Here’s why. Take blog writing alone. It’s actually a chain of distinct tasks: brainstorming topics, researching, hands-on testing, building an outline, developing each section, writing the prose, and translating to English. When any single task in that chain produces mediocre output, the entire result suffers.
There was another factor I’d completely overlooked: maintenance cost. When you build an integrated automation tool, it only works well if every piece works well. One weak link, and you’re back to doing it manually. But improving the whole system at once? That’s expensive. Gradually, the friction won out, and I just stopped bothering.
The Realization: Every Task Is a Bundle of Smaller Tasks
This experience revealed something that should have been obvious. Even tasks that look simple are actually bundles of smaller, distinct tasks.
Blog writing, for example, breaks down into at least seven sub-tasks. Each one demands its own skill set. Brainstorming is not outlining. Outlining is not writing. Writing is not translating.
With the all-in-one approach, every sub-task has to be excellent for the system to be usable. If even one falls short, the whole thing feels broken. I hit the same wall with social media automation and UI generation.
Switching to Task Decomposition
So I changed my approach. I set aside the dream of full automation and reframed the goal: make manual work more efficient. Then I picked one task at a time and refined it until it was genuinely useful.
For blog writing, I started with just one piece: generating a structured brief from an interview. Nothing else. I polished that single task until it worked reliably and felt natural to use. Only then did I move to the next task.

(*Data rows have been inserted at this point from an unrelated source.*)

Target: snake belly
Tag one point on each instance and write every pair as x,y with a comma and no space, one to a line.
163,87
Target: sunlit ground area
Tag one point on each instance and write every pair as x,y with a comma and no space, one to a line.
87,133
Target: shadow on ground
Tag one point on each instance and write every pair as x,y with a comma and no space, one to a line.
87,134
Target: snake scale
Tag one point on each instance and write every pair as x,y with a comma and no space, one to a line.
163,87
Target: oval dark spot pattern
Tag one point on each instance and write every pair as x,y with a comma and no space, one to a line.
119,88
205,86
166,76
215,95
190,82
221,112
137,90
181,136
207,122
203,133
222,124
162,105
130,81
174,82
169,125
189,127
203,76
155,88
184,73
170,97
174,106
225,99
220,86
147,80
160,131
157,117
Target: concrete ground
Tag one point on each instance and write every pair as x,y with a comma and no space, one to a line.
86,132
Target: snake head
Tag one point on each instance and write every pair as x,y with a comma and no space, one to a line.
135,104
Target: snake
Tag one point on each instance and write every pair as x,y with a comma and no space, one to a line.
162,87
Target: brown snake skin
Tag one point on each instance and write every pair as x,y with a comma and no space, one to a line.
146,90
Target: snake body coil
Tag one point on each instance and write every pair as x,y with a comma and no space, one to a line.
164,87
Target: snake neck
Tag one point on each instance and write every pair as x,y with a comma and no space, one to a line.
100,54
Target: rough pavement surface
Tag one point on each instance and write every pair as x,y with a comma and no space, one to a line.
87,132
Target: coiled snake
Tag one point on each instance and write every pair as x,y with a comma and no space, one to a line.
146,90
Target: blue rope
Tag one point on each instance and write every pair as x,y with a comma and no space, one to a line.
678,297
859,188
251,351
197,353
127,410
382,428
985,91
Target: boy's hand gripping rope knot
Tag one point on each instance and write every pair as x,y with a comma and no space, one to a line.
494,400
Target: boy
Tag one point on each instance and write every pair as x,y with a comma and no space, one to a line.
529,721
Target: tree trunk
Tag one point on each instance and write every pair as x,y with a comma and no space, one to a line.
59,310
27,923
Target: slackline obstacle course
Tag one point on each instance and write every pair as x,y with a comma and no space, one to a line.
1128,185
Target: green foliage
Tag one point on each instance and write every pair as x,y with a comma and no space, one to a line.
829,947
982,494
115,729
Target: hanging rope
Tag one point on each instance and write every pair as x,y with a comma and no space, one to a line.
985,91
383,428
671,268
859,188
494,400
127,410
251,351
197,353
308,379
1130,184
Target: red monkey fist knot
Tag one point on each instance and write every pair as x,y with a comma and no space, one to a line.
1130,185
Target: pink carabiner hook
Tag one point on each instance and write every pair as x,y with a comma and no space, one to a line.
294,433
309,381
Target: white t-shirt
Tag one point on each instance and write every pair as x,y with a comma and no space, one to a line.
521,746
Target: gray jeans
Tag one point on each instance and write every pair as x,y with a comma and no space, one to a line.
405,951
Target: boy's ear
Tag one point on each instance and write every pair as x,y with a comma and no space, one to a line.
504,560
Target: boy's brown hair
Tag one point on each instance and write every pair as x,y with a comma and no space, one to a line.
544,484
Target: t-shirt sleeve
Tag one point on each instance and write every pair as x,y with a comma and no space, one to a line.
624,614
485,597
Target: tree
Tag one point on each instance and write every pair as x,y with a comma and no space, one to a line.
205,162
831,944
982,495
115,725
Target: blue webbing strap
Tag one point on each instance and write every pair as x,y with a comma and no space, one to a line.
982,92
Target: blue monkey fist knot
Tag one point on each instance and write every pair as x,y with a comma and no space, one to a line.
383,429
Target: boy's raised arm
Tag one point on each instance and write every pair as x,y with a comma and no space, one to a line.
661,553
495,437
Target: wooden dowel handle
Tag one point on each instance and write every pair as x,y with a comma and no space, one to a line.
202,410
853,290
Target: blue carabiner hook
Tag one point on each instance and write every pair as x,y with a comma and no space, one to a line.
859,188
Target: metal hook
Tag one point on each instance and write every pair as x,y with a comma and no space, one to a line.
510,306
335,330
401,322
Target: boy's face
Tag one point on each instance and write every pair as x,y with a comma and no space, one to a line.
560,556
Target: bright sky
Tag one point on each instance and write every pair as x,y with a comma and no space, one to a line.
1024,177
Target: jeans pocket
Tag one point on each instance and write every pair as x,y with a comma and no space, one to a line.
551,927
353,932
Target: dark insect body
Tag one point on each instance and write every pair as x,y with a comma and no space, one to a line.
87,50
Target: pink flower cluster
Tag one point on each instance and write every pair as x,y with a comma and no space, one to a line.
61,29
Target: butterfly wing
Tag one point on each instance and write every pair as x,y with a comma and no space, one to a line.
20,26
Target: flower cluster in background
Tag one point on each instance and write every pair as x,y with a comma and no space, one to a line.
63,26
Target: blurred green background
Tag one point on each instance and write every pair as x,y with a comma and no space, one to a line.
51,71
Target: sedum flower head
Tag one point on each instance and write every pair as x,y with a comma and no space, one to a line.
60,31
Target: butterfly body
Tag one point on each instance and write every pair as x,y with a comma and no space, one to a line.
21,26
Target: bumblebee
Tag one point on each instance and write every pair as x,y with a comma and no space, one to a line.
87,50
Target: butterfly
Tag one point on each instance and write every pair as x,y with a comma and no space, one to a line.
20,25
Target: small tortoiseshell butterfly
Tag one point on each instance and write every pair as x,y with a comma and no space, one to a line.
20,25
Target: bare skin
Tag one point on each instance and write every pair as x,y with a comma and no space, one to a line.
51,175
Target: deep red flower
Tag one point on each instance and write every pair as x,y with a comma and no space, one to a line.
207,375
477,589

The beauty of this approach is that each task has a limited surface area. Maintenance is manageable. Improvements are cheap. You can iterate quickly without worrying about breaking something elsewhere. And here’s the thing: full automation is what you get when every individual task is optimized. What looks like a detour turns out to be the shortest path.
The Takeaway: Slow Is Smooth, Smooth Is Fast
I still believe full automation is the right goal. But the path there matters more than I realized.
Trying to automate everything at once is deceptively expensive. I wish I could go back and warn my past self about the maintenance costs alone. The better way: decompose your work into tasks, automate them one by one, and do each one well. Full automation is what waits at the end of that road.
If you’re fired up about automating everything with AI, try this first: break your workflow into its component tasks. Start with one. Make it great. Then move to the next. It feels slower — but it’s how you actually get there.